A critical thing people need to know that overcoming COVID’s initial symptoms doesn’t mean the battle is over. It is well-documented there can be long-term complications after initial recovery.

“People have long-term issues and it can either be heart or lung, not one person knows how it’s going to affect them,” said Harrington. “The sad thing is that until it affects their family, some people won’t believe it’s something we need to protect ourselves from.”

Ellis and Harrington believe the Liberty Hill community and parents of athletes need to be aware of the heightened risks of long-term issues for athletes.

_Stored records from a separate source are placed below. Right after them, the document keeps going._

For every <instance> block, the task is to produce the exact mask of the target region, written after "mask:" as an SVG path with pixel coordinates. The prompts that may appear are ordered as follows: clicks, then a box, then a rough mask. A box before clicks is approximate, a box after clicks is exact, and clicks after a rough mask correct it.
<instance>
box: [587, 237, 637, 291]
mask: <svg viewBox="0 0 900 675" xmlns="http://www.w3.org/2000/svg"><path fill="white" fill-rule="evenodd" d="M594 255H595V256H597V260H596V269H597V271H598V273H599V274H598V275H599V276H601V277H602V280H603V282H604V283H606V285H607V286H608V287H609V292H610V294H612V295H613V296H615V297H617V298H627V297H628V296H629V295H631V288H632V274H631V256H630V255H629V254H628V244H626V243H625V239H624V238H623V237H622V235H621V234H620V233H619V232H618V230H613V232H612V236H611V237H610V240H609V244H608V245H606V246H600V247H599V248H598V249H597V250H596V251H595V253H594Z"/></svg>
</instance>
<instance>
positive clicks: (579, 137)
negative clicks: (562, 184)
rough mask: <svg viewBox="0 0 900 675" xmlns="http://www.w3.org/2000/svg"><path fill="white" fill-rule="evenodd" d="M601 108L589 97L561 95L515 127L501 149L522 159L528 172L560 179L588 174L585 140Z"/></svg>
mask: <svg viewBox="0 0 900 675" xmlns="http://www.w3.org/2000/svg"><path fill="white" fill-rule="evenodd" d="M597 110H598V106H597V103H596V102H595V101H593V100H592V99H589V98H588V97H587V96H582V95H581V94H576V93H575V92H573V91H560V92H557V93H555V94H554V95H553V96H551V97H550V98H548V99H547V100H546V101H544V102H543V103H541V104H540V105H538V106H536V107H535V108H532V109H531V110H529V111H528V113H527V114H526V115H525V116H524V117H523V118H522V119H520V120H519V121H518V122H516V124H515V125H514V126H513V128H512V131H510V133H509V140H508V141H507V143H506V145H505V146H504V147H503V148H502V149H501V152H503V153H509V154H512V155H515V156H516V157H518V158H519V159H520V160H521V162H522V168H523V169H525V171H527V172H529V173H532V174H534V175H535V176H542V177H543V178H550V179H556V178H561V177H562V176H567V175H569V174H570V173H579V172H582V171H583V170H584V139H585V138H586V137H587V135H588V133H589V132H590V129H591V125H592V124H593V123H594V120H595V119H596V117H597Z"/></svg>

“I know that on the athletic side of it, we’re very cautious when a kid comes back from COVID. There have been several athletes that haven’t been allowed to play. Whether it’s NCAA, professional, or high school because there are heart issues months after this,” said Ellis. “When an athlete comes back, we make sure to look at them a little closer, so they don’t have any issues with their heart. We’re talking about long-term brain issues, contusion issues. There’s plenty out there, and we’re just learning about long-term effects.”

Harrington is grateful for the support of the district’s administration. For Harrington, the support makes constant new challenges that arise more manageable.

“We’re super blessed to have the leadership we have with our superintendent and assistant superintendent. They’re amazing to work with, and they support us 100 percent,” said Harrington. “The hardest is that every day something new comes up and when you implement new things people don’t like change, but it’s going to happen.”

Together, Ellis and Harrington are navigating a thick fog of the unknown, but the determined duo is learning to make their way through and come out on the other end.

“This has been two people learning to lean on each other that are pretty strong women on their own and realizing we’ve had to figure it out together,” said Ellis. “We’ve made a lot of mistakes, but we’ve learned, and it’s for the greater good. If I’m down, she picks me up, and if she’s down, I pick her up.”